I have a dataframe that was read in from a file which was tab separated but had within it a column which was semi-colon separated. This column contains most of my actual variables of interest however it is not sorted as some rows contain more information than others, and some rows have duplicate values. The variables of interest do however contain an identifier as pat of their string e.g. “gene eno”.
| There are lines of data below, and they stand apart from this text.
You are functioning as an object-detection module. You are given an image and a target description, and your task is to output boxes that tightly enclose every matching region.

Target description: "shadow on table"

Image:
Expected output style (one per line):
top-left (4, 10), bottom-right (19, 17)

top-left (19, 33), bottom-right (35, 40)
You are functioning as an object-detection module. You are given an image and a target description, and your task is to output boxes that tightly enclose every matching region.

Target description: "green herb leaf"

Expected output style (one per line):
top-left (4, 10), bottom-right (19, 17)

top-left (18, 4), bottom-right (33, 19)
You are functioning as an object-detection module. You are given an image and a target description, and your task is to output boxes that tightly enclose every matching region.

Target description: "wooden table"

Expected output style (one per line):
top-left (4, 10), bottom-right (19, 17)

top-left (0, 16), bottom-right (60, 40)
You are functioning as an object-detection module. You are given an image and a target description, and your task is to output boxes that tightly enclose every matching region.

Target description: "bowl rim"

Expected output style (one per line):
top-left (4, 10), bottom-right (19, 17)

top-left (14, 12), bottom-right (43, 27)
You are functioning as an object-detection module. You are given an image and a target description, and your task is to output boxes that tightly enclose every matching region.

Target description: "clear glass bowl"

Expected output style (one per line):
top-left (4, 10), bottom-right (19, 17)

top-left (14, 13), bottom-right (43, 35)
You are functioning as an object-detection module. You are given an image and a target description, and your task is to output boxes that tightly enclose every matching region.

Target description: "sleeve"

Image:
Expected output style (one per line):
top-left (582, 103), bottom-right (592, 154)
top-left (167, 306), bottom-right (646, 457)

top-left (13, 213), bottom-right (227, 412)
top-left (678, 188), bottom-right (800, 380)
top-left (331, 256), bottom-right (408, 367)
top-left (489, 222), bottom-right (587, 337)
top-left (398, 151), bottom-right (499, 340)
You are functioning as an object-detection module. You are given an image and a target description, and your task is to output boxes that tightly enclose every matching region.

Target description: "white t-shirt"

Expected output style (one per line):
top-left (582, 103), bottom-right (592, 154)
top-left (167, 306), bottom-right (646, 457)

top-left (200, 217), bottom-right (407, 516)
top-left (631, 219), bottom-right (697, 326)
For each row I would like to identify and paste together all values where there is a match for a given identifier as below:
Current dataframe:
Column A | V9_01 | V9_02 |
---|---|---|
CDS 1 | Index123 | gene “pla” |
CDS 2 | gene “dah” | |
CDS 3 | gene “blah” | Location:456 |
CDS 4 | gene “do” | gene “rah” |
CDS 5 | Index127 | Location893 |
Desired dataframe:
Column A | V9_01 | V9_02 | Gene_Name |
---|---|---|---|
CDS 1 | Index123 | gene “pla” | gene “pla” |
CDS 2 | gene “dah” | gene “dah” | |
CDS 3 | gene “blah” | Location:456 | gene “blah” |
CDS 4 | gene “do” | gene “rah” | gene “do”, gene”rah” |
CDS 5 | Index127 | Location893 | NA |
I have made the current dataframe using the following code to read in the original file:
DP_GTF<-read.delim("E:/Genome_Files/GTF/DolosPig51524.gtf", sep = "t", comment.char = "#", header = F) %>%
subset(V3=="CDS") %>%
#select(c("V9"))%>%
cSplit("V9",";")
I’m not sure how to get my desired dataframe but assume I need to run grep over part of the dataframe?